Just this week Allinea released it’s DDTLite plugin for Visual Studio 2008. I have been using a beta version for a couple of weeks now and in my humble opinion, DDTLite extends the MPI cluster debugger of Visual Studio 2008 with a must-have feature for any parallel debugger: Individual process control for MPI programs. With the capabilities provided by the MPI cluster debugger of Visual Studio, debugging MPI programs can be a pain as it is not possible to control MPI processes individually. That means if you select one process and execute it step-by-step, the other process will continue as well and there is no chance of stopping it from doing so (e.g. freezing as you can do with threads). This blog post is not intended to become an Allinea commercial, but I want to briefly demonstrate what DDTLite can do for you.
In order to debug MPI programs, you have to go to the project properties, choose Debugging in the left column, and select the MPI Cluster Debugger as the debugger to launch. Additionally you have to provide the following options (listed below along with my advices):
MPIRun Command: The location of mpirun. Specify the full path to the mpiexec program here, do not use “”, and do not omit the .exe extension.
MPIRun Arguments: Arguments to pass to mpirun, such as number of processes to start.
MPIShim Location: Location of mpishim.exe. As far as my experience goes, you avoid trouble if you copy mpishim.exe to a path that does not contain any white space (the original location is C:\Program Files\Microsoft Visual Studio 9.0\Common7\IDE\Remote Debugger\x86 on a 32-bit system), again do not omit the .exe extension.

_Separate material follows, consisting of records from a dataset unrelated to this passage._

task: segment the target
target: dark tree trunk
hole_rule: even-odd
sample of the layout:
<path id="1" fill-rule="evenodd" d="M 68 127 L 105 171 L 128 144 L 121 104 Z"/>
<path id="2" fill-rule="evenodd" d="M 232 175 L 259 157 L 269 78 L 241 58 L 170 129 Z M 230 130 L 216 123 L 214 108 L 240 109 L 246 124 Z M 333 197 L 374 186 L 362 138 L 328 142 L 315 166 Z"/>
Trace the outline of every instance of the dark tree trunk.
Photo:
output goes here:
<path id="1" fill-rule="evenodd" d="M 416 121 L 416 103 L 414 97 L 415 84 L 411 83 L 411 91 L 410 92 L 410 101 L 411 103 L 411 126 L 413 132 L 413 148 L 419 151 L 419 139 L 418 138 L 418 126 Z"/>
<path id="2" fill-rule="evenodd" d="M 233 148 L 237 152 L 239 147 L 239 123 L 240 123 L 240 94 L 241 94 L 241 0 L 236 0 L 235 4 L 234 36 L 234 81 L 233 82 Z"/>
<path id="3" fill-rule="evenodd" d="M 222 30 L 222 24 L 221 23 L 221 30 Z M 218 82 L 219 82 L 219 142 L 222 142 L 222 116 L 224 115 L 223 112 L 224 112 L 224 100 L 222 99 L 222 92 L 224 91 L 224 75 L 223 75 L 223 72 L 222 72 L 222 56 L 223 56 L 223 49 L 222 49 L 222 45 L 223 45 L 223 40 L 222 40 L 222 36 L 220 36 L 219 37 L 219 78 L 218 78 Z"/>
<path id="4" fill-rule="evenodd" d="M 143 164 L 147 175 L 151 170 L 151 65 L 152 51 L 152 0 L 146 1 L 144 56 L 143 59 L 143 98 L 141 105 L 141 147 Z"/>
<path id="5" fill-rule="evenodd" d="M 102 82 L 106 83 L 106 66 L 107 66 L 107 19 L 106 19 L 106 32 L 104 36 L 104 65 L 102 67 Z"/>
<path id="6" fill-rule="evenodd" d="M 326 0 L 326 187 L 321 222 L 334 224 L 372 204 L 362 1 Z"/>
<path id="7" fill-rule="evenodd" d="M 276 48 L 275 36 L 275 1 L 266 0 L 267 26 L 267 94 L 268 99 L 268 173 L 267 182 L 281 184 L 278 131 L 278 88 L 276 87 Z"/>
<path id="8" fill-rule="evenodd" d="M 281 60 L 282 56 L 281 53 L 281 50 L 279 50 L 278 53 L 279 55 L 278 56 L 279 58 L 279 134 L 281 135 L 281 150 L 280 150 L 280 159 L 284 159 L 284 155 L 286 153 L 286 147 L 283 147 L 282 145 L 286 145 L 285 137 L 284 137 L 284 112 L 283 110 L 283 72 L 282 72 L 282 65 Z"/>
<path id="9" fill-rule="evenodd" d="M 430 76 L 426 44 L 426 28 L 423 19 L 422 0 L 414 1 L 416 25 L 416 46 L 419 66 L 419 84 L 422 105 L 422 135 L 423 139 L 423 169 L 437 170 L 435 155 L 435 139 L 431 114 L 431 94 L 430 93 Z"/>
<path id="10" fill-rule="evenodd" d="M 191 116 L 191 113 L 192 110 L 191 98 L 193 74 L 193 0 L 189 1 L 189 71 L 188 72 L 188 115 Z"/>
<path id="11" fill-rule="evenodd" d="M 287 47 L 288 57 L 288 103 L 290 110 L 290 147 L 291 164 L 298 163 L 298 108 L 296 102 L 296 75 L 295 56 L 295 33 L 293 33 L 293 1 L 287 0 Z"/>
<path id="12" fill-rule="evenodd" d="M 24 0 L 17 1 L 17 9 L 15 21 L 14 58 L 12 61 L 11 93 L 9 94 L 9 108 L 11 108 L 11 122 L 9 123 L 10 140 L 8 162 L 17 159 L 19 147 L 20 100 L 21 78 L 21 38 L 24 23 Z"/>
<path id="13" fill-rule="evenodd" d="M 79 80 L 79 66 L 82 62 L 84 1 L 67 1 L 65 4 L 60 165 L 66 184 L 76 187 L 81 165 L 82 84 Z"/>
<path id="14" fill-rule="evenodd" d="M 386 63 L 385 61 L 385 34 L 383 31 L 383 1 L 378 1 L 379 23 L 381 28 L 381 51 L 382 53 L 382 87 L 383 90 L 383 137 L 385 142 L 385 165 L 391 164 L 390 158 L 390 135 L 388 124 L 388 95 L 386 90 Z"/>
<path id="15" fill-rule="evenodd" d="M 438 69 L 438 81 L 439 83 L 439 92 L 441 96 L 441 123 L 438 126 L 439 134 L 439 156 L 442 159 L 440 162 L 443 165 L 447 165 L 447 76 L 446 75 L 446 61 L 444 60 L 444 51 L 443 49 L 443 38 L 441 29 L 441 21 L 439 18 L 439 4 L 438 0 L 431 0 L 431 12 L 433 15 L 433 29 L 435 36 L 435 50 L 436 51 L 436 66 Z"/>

That said, your configuration could look like this:
If you then start the debugger (e.g. via F5), two MPI processes will be started and you can switch between them using the Processes window (you can enable that window via the menu: Debug –> Windows –> Processes):
From the menu via Tools –> Options… –> Debugging (in the left column) you can set the option Break all processes when one process breaks to influence what happens when a breakpoint is encountered. For the case of debugging MPI programs, you probably want this option to be enabled! But – as already mentioned above – when all processes were interrupted after a breakpoint has been hit, you cannot continue with just one process step-by-step, as the other process will always do a step as well. And this is where DDTLite comes into play…
After the plugin has been enabled (via the menu: Tools –> Add-in Manager…) you are presented with several additional windows, among this is the Selected Processes and Threads window to select and switch between processes and threads, as shown above. Via the Groups – Parallel View window you can select individual processes (in the screenshot above you can see that only the MPI process with rank 0, out of two MPI processes, is selected) and then control the selection (selecting a group of processes is possible as well) using the Visual Studio debugger as you do with a serial program. All MPI processes not currently selected stand still!
There is more in DDTLite: For example you can select a variable and go to the Variable – Parallel View window to receive a list of variable values by MPI rank (the screenshot below shows the iMyRank member of a struct type named data, which denotes the MPI rank).
Of course there are even more capabilities provided by DDTLite, but you can go to the product homepage and find out for yourself by grabbing a 30-day trial version (I used that trial to create the screenshots shown in this blog post). But I would like to add one additional note on the question of how many MPI processes you should use for debugging. Most parallel debuggers (including DDTLite and DDT) are advertised that they are capable of controlling hundreds (and even thousands) of MPI processes. I think that you will hardly ever need that! Instead, I bet that in 99% of the cases in which your MPI programs works fine with one and two processes but fails when using more, you will find the issue by using three or maybe five processes with your debugger. That is all you need for finding the usual off-by-one work-distribution error and similar things.